You can learn more about LSTs and their relationship with validators in our dedicated blog:

→ Liquid Staking Misconceptions: Are LSTs Bad for Validators?

No. When a Solana liquid staking token is transferred, only the LST moves. The underlying SOL remains fully staked with validators, earning rewards and securing the network at all times.

The ability to move an LST does not require the SOL behind it to be unstaked, idle, or redelegated. Staking and liquidity are cleanly separated by design.

Liquidity comes from the LST itself, not from moving the underlying SOL. When SOL is deposited into a stake pool, it is delegated to validators and becomes part of Solana’s active stake.

The LST acts as a transferable receipt that represents ownership of that staked SOL. Because it is redeemable, it can be traded or used in DeFi without affecting how the SOL is staked.

Stake pools maintain onchain accounting for all deposited SOL. Once delegated, SOL remains actively staked until a user explicitly requests a withdrawal.

Transferring or trading the LST only changes ownership of the receipt. It does not unstake, move, or interrupt the underlying delegation. The SOL continues earning rewards regardless of how often the LST changes hands.

LST transfers do not change the status of the underlying stake. SOL remains active and securing the network while liquidity is provided through the token layer.

This design allows users to access liquidity without sacrificing staking rewards, while validators benefit from a larger and more stable base of delegated stake.

→ Learn more about LST liquidity

Liquid staking on Solana allows you to stake SOL through an onchain stake pool and receive a liquid staking token (LST) that represents your staked position.
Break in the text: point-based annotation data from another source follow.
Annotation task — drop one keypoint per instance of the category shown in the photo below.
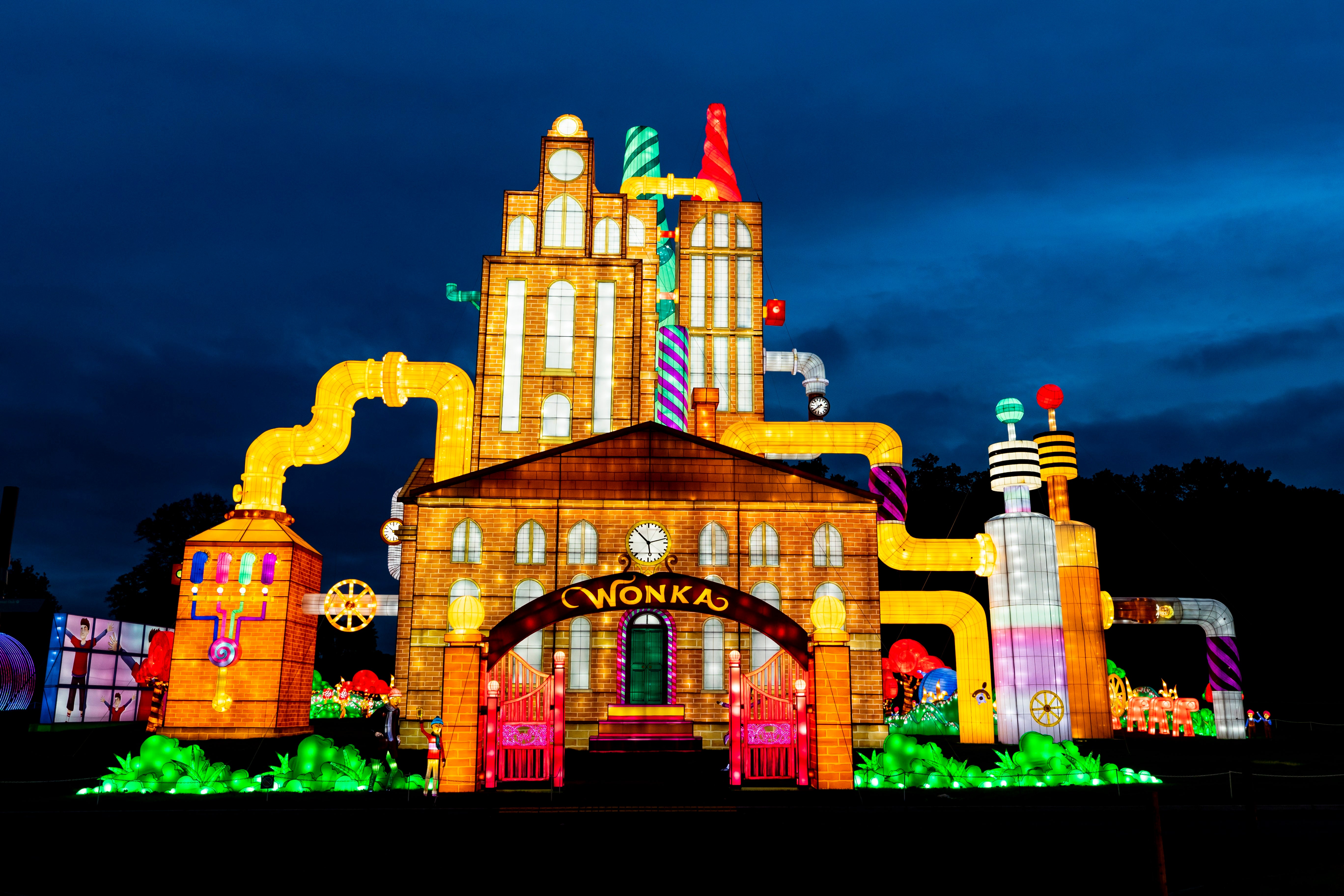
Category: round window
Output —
(566, 164)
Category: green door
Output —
(648, 666)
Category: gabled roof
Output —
(650, 461)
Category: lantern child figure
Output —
(435, 738)
(80, 672)
(115, 709)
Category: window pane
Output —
(581, 639)
(697, 362)
(721, 370)
(746, 301)
(603, 364)
(721, 291)
(510, 407)
(746, 397)
(560, 326)
(713, 656)
(698, 291)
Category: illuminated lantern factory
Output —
(605, 551)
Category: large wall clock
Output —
(648, 542)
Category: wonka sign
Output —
(631, 590)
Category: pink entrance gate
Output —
(525, 722)
(768, 725)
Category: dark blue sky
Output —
(206, 206)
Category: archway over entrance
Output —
(662, 592)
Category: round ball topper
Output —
(353, 601)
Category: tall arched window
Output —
(556, 417)
(467, 542)
(827, 550)
(764, 648)
(607, 237)
(828, 590)
(698, 233)
(765, 546)
(712, 656)
(721, 230)
(564, 224)
(583, 543)
(714, 546)
(522, 236)
(532, 543)
(560, 326)
(529, 648)
(581, 641)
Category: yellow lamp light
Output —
(828, 618)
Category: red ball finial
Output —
(1050, 397)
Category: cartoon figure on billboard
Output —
(80, 673)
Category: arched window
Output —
(463, 588)
(765, 546)
(827, 550)
(564, 224)
(532, 543)
(721, 230)
(714, 546)
(828, 590)
(556, 417)
(764, 648)
(698, 233)
(467, 542)
(712, 656)
(522, 236)
(529, 648)
(607, 237)
(560, 326)
(581, 641)
(198, 566)
(222, 563)
(583, 543)
(245, 565)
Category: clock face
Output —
(648, 543)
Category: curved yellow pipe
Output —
(671, 187)
(882, 447)
(971, 639)
(394, 379)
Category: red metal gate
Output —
(768, 725)
(525, 722)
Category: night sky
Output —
(206, 206)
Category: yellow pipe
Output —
(671, 187)
(882, 447)
(394, 379)
(971, 639)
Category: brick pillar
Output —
(462, 715)
(835, 723)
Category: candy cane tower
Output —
(1026, 621)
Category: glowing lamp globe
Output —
(1050, 397)
(1010, 410)
(466, 615)
(828, 616)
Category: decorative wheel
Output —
(353, 601)
(1048, 709)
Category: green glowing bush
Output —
(1039, 762)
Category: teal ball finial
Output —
(1010, 410)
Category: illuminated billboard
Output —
(104, 670)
The SOL backing the LST stays fully staked while the token remains liquid and transferable.

On Ethereum, liquid staking requires trusting a provider to manage and later return your ETH. On Solana, your SOL is deposited into a permissionless stake pool program that the operator cannot withdraw from. Ownership and withdrawals are enforced by code, not by a custodian.

Yes. Solana’s staking model does not include slashing, and the SPL Stake Pool Program has been audited nine times and secures more than 10 billion dollars in staked assets. Liquid staking introduces program-level risk, but not consensus-level risk.

No. When you trade, transfer, or use an LST in DeFi, the underlying SOL stays fully staked in the validator set. Only the receipt token changes hands.

APY drops temporarily when new deposits enter a stake pool because that SOL must wait one epoch before earning rewards. During this “activation period,” APY appears lower even though the pool is functioning as intended.

Large pools absorb new deposits more efficiently because inflows represent a smaller percentage of total TVL. Smaller or newly launched pools see more noticeable APY dips when growing quickly.

No. Solana stake pools distribute stake across many validators based on onchain rules, helping smaller operators attract delegation they may not receive directly. LST growth expands total network stake and strengthens validator economics.

Yes. Using an LST in DeFi does not interrupt staking rewards. Rewards continue accruing based on the underlying SOL held in the stake pool.

No. SOL deposited into a Solana stake pool cannot be withdrawn or touched by the operator. Only the holder of the LST can initiate withdrawals.